Some hatred is directed at actions not so trivial. Obama kept America’s economy from sinking by bailing out American car companies. This saved jobs not only at those companies, but also at the American companies that supply parts to those companies. Almost all of that bail-out money has come back to the treasury now that those American car companies have regained their footing. Was this a worthy policy? Not to hear some say. To them, it was "socialism".

Recently, Obama expressed solidarity with families of victims in Aurora, Colorado. His said that his daughters like to go to movies; he expressed what it would be like for him if they were harmed in a movie theater. Naturally, this mourning with those who mourn (Romans 12:15) was a bad thing. According to Rush Limbaugh, it was "egomania" because it showed that to Obama the tragedy in Aurora was supposedly all about himself. Limbaugh is widely followed; I assume that that means that his words find many listening ears.

3. Obama-hating as a rock of stumbling.

It dis-eases me a little bit to tease out the implications of all of this. One of those dis-easing implications is this: if my friends hate Obama more than they love truth, then I worry that they hate Obama more than they love the one who is truth personified, namely God.

This is truly a dreadful thought. But it is not shocking.

We love God with our lips, if not with our hearts. Jesus knew this. "But Jesus would not entrust himself to them, for he knew all people." (John 2:24 (NIV).) One evidence of this is our preference for our own comfort. When we cherish our comfort instead of helping our needy brothers and sisters in Christ, we show where our loyalty lies. (1 John 3:17.) I don’t exclude myself from this judgment.

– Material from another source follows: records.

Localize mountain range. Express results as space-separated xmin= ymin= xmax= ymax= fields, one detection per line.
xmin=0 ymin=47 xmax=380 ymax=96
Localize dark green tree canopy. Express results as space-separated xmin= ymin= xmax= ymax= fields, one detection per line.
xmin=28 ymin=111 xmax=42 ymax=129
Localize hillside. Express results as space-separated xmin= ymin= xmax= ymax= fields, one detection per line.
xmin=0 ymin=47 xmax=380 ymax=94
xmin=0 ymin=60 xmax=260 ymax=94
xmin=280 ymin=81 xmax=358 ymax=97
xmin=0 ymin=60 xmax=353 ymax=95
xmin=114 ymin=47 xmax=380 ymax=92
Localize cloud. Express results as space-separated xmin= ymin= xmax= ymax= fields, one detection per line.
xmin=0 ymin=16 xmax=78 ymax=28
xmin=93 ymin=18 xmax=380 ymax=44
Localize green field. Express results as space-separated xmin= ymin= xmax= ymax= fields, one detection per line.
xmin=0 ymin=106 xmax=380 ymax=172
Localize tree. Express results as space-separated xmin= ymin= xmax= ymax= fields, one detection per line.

Barack Obama is a Christian. He is a flawed Christian like the rest of us, but a Christian nonetheless. He attended a Chicago church with his family. He professes Christianity. Recently, he recited very appropriate scripture when speaking words of comfort about the tragedy in Aurora, Colorado.

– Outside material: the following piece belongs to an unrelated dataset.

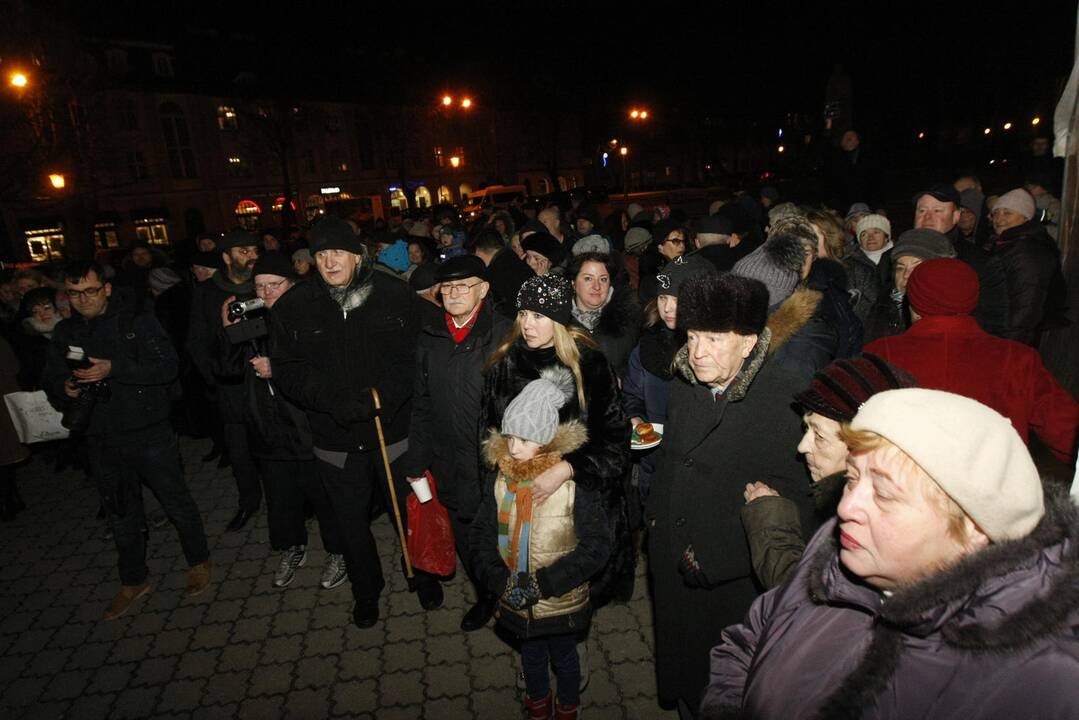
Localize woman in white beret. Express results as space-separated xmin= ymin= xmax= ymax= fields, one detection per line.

My brothers and sisters stumble over Obama. If we trembled before the word of God, and we don’t, we would tremble before this:
Whoever claims to love God yet hates a brother or sister is a liar. For whoever does not love their brother and sister, whom they have seen, cannot love God, whom they have not seen. [1 John 4:20 (NIV).]
If these words don't stir the waters by themselves, consider them with these words:
Jesus replied, “Anyone who loves me will obey my teaching. My Father will love them, and we will come to them and make our home with them.  Anyone who does not love me will not obey my teaching.  [John 14:23-24 (NIV).] 
4. Furnaces of hatred.

Jesus said to his disciples: "Things that cause people to stumble are bound to come, but woe to anyone through whom they come." Luke 17:1 (NIV)

We spend an hour or two in church; more time in front of the television. Some media companies are in American society great furnaces of hatred. Fox News might as well call itself the 24/7 hate-Obama network. And Keith Olbermann used to hate deeply on MSNBC. (I’ve watched almost no MSNBC lately, so I don’t know any current haters.)

This is the problem: we become what we behold. That’s why we are urged to keep our eyes on Jesus. (Hebrews 12:1-2.) Keeping our eye on the media haters, their strange fire touches us like a profane Pentecost, and we ourselves become little furnaces of hatred.

6. Hatred separates us from God.

As we hate, hatred marbles itself into our psyches. It becomes increasingly ingrained in our thoughts.

Jesus knew the danger of hating. That’s why he warned us not to oppose evil people, but to yield to them rather than to struggle against them. (Matthew 5:39-41.) (Yes, I know it’s hypocritical for a litigator to point this out.)

7. Better fire.

Not to finish down, but up:
"A new command I give you: Love one another. As I have loved you, so you must love one another." [John 13:34.]
Also: John 13:35; Romans 12:10; Romans 13:8; Galatians 5:13; Ephesians 4:2; 1 Thessalonians 4:9; 2 Thessalonians 1:3; Hebrews 10:24; 1 Peter 1:22; 1 Peter 3:8; 1 John 3:11; 1 John 3:23; 1 John 4:11; 1 John 4:12; 2 John 1:5 (in case we didn’t get it the first time).

I write this essay as much for myself as for my friends. I will try to regard those I disagree with with sympathy. Maybe this will ripen into kindness, which will ripen into love. By grace.